While depression is now recognized as a medical condition, the courts often treat it as something outside the influence of the medical profession because the injury is self-inflicted. The exception to this has commonly been when the person who committed suicide was receiving in-patient care, or had just recently seen the medical professional in question.
The case before the Supreme Court involved a 55-year-old woman who had a history of depression. She was being treated by Dr. Joseph Chirillo, who switched her medication from Prozac to Effexor. A month later, the patient sought care from Dr. Chirillo again. This time, without actually seeing her, Dr. Chirillo switched the woman's medication again, to the antidepressant Lexapro. The following day, the patient hung herself in her garage. Her husband brought suit against Dr. Chirillo, but Sarasota Circuit Judge Lee Haworth granted the defense's pretrial motion for summary judgment after concluding that the suicide was unpredictable, so Dr. Chirillo had no duty to prevent it.

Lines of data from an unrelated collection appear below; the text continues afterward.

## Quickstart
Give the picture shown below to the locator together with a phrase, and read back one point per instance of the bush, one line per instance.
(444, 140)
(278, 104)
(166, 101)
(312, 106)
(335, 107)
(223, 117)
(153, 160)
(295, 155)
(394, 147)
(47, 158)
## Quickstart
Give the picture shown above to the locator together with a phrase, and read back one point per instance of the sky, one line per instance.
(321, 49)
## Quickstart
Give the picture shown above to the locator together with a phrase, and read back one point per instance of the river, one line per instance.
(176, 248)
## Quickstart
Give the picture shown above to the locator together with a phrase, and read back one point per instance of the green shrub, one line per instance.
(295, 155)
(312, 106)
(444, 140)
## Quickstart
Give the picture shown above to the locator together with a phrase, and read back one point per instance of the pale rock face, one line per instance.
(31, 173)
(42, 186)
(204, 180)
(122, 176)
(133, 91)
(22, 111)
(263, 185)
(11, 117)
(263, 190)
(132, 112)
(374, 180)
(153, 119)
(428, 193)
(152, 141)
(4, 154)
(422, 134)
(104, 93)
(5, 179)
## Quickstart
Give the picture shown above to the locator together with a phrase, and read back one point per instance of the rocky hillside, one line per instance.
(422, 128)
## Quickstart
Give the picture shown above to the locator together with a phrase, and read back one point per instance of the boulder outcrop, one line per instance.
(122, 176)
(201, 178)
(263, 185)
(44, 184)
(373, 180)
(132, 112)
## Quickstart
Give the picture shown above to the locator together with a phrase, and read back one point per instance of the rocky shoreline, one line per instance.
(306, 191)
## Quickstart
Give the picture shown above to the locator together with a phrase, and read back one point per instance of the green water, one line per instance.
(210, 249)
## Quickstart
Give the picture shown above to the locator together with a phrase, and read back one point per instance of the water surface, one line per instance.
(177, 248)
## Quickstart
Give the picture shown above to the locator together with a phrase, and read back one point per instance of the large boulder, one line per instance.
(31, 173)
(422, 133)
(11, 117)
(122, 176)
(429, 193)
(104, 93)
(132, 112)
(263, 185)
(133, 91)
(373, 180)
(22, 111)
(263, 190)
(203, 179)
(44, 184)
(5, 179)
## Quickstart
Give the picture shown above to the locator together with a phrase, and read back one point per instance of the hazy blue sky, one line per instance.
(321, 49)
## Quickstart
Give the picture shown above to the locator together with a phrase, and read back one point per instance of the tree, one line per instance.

An intermediate appellate court reversed after holding that Florida's malpractice law, Florida Statute Section 766.102, imposes a duty on medical practitioners to treat patients “in accordance with the standard of care.” Because of this, Dr. Chirillo owed a duty of reasonable care to his patient as a matter of law. The State Supreme Court agreed, stating, “We find that the [appeals court] properly evaluated the instant case based on the statutory duty owed to [the patient] … and also properly classified the foreseeability of the decedent's suicide as a matter of fact for the jury to decide in determining proximate cause.”